Do you pickle things? I (relatively) often make refrigerator pickles using these Food&Wine suggestions. 

Personally, I like curried asparagus pickles. I also made some ginger pickled radishes this last summer using heirloom radishes from the farmers' market. Justin0505 sliced them really thin and mentioned they would go well with sushi, and I thought so too. 

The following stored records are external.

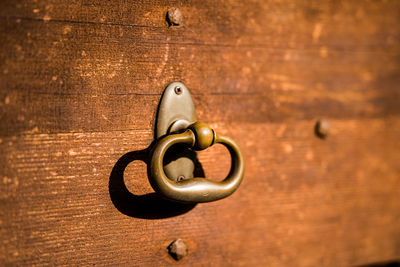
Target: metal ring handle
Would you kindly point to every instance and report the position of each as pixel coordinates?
(197, 190)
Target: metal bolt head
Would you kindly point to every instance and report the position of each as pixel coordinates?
(178, 249)
(174, 17)
(322, 128)
(178, 90)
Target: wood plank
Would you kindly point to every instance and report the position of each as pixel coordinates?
(82, 71)
(298, 193)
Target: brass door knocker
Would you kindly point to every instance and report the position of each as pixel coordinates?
(177, 124)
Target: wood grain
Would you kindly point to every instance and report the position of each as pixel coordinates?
(79, 86)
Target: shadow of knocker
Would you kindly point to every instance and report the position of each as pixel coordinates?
(148, 206)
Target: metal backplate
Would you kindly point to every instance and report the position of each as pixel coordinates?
(176, 111)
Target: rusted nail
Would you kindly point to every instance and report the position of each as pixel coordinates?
(178, 90)
(174, 17)
(178, 249)
(322, 128)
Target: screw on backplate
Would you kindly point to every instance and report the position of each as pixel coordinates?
(178, 90)
(174, 17)
(322, 128)
(178, 249)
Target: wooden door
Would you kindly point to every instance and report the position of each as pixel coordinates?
(79, 88)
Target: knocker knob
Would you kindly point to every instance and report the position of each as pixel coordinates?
(204, 135)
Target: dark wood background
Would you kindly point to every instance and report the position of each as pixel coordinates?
(79, 86)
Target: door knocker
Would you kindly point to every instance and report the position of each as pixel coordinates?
(177, 125)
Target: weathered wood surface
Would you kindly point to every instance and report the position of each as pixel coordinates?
(80, 82)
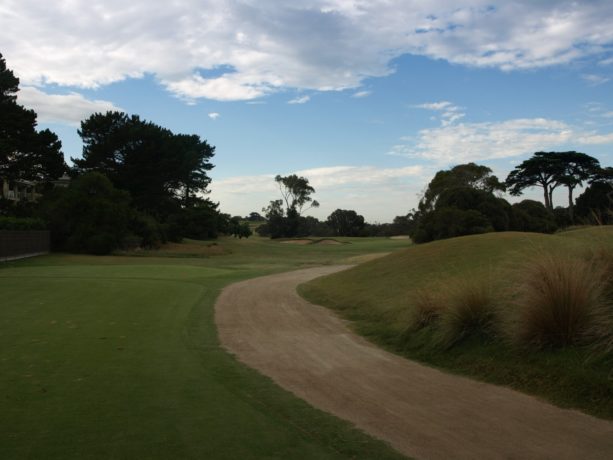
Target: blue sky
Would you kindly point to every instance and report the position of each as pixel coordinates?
(367, 99)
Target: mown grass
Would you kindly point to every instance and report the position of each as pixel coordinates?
(442, 303)
(118, 357)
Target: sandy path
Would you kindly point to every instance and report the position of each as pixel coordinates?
(420, 411)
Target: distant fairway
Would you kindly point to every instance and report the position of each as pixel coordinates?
(117, 357)
(378, 296)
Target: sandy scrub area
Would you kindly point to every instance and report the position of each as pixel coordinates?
(420, 411)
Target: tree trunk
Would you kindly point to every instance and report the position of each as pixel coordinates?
(546, 191)
(571, 213)
(551, 198)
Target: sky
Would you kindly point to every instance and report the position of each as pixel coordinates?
(368, 99)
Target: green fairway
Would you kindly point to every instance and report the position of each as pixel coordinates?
(117, 357)
(378, 296)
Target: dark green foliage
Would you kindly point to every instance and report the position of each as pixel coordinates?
(449, 222)
(200, 221)
(90, 216)
(161, 170)
(255, 217)
(468, 175)
(595, 204)
(25, 154)
(145, 232)
(550, 170)
(538, 171)
(496, 210)
(561, 217)
(345, 222)
(15, 223)
(286, 222)
(460, 201)
(532, 216)
(296, 192)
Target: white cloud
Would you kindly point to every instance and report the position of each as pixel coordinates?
(463, 142)
(377, 193)
(61, 108)
(244, 49)
(595, 80)
(460, 143)
(595, 139)
(300, 100)
(450, 113)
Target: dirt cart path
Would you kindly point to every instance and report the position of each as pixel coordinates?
(420, 411)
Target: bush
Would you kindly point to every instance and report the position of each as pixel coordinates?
(532, 216)
(89, 216)
(595, 204)
(450, 222)
(15, 223)
(558, 301)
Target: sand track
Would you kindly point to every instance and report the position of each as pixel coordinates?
(420, 411)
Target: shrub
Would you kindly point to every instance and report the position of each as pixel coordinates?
(470, 312)
(450, 222)
(558, 301)
(15, 223)
(532, 216)
(89, 216)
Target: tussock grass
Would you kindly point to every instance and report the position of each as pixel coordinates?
(383, 299)
(558, 301)
(427, 307)
(470, 311)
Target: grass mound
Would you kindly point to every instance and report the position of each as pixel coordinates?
(469, 312)
(463, 305)
(559, 301)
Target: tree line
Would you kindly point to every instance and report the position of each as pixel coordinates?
(466, 199)
(136, 184)
(462, 200)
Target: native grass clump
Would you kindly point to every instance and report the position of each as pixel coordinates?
(550, 301)
(454, 312)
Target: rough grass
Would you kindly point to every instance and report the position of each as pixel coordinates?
(118, 357)
(469, 312)
(558, 301)
(374, 295)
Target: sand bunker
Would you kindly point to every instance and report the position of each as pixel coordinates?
(327, 242)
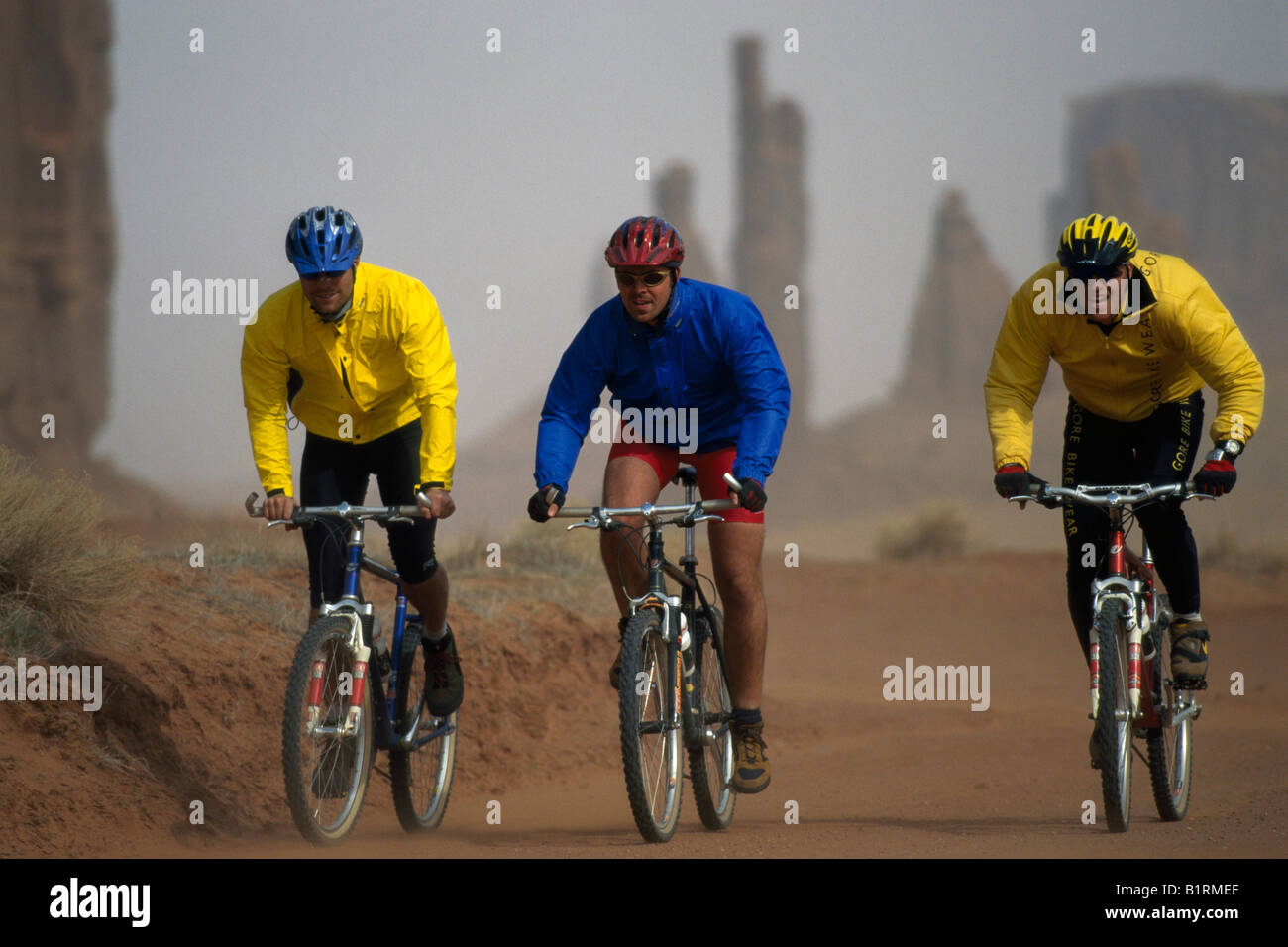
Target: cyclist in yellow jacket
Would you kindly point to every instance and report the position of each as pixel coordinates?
(1136, 334)
(362, 357)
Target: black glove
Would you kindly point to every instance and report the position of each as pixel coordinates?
(1216, 478)
(539, 506)
(751, 496)
(1013, 479)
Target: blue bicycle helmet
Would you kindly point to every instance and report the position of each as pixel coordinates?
(323, 240)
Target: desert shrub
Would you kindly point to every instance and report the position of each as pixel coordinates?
(58, 574)
(934, 530)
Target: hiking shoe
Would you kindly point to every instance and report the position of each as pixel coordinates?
(445, 685)
(750, 761)
(614, 673)
(1189, 654)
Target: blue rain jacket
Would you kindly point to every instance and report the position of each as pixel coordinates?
(712, 354)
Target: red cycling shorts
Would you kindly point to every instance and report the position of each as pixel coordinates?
(711, 468)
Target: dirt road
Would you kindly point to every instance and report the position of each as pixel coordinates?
(855, 775)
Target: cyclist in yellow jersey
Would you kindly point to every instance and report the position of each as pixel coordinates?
(1136, 334)
(362, 357)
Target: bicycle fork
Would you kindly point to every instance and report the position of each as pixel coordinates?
(357, 686)
(1129, 592)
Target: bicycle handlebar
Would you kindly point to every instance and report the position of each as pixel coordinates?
(1133, 495)
(651, 512)
(343, 512)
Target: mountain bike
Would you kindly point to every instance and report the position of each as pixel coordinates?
(1132, 692)
(674, 678)
(351, 693)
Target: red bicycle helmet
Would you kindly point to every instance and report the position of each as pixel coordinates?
(645, 241)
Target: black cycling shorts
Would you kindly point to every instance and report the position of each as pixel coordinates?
(335, 472)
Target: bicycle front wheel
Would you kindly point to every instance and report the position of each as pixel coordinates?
(1170, 748)
(326, 770)
(1113, 716)
(651, 749)
(707, 698)
(421, 772)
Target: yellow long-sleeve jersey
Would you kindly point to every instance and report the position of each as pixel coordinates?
(1172, 337)
(381, 367)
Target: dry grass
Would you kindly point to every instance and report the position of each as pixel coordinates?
(56, 574)
(935, 530)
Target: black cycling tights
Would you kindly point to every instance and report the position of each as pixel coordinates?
(338, 471)
(1155, 450)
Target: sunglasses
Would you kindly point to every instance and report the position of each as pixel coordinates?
(1094, 273)
(655, 278)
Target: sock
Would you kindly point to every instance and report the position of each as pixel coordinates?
(746, 718)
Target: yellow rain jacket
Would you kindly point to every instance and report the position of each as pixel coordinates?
(1172, 337)
(381, 367)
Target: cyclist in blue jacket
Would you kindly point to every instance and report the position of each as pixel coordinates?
(694, 369)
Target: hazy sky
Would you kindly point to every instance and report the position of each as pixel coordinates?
(476, 167)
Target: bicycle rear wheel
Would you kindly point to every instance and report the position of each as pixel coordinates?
(651, 751)
(1168, 748)
(326, 774)
(707, 688)
(421, 775)
(1113, 716)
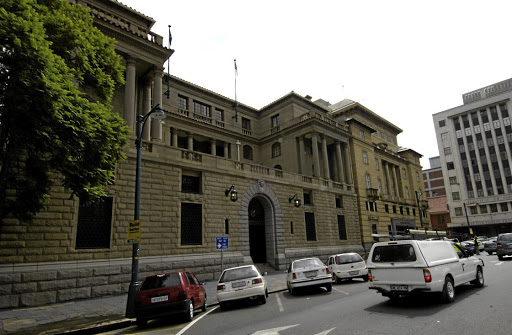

There must be some kick-butt pickle recipes out there. 

k.


----------



## GlassEye (Nov 13, 2011)

I usually have some tsukemono in the refrigerator, broccoli stems and cucumber are in the jar this week. I started based on this recipe.


----------



## DwarvenChef (Nov 13, 2011)

I've only done a few B&B pickles and Chile Pickles but enjoy doing them about once a year


----------



## crizq0 (Nov 13, 2011)

I pickle cauliflower and mini cucumbers. Used this recipe with rice wine vinegar from the momofuku cook book. Tastes pretty good.


----------



## sachem allison (Nov 13, 2011)

i pickle cauliflower, carrots, jalapenos and chipotles for a vegetable escabeche


----------



## WildBoar (Nov 14, 2011)

The wife does small cucumbers, and also cherry tomatoes with garlic. Her mom does apples with cabbage.


----------



## cnochef (Nov 14, 2011)

Haven't gotten into pickles yet, I'm still obsessed with canning jams, jellies and tomatoes. I think I might do some pickled cherry bomb peppers next year though. I also make a wicked rhubarb chutney. I miss my grandma's mustard pickles terribly, she used to mix yellow wax beans, baby cucumbers, pearl onions and cauliflower. 

I love having homemade preserves on homemade biscuits, bread or scones as a weekend treat. I don't use pectin because of the cost and I like my jams and jellies more natural and with less sugar. I bought Christine Ferber's book Mes Confitures last summer and it changed my technique forever!


----------



## Kyle (Nov 14, 2011)

My dad makes pickled garlic and it's really great. What I love is that he gets sweet garlic from his buddy with an organic pickle farm so you don't get that super strong garlic flavor that doesn't want to leave your mouth. You can just pop those little suckers like candy.


----------



## Amon-Rukh (Nov 16, 2011)

My fiancée and I pickle red onions, Anaheim peppers, jalapeños and do a b&b pickle. No matter how hard we try though, we haven't had much success with creating plain old dill pickles.


----------



## GLE1952 (Nov 18, 2011)

WildBoar said:


> The wife does small cucumbers, and also cherry tomatoes with garlic. Her mom does apples with cabbage.



WildBoar, any chance of getting that cherry tomatoes with garlic recipe?


----------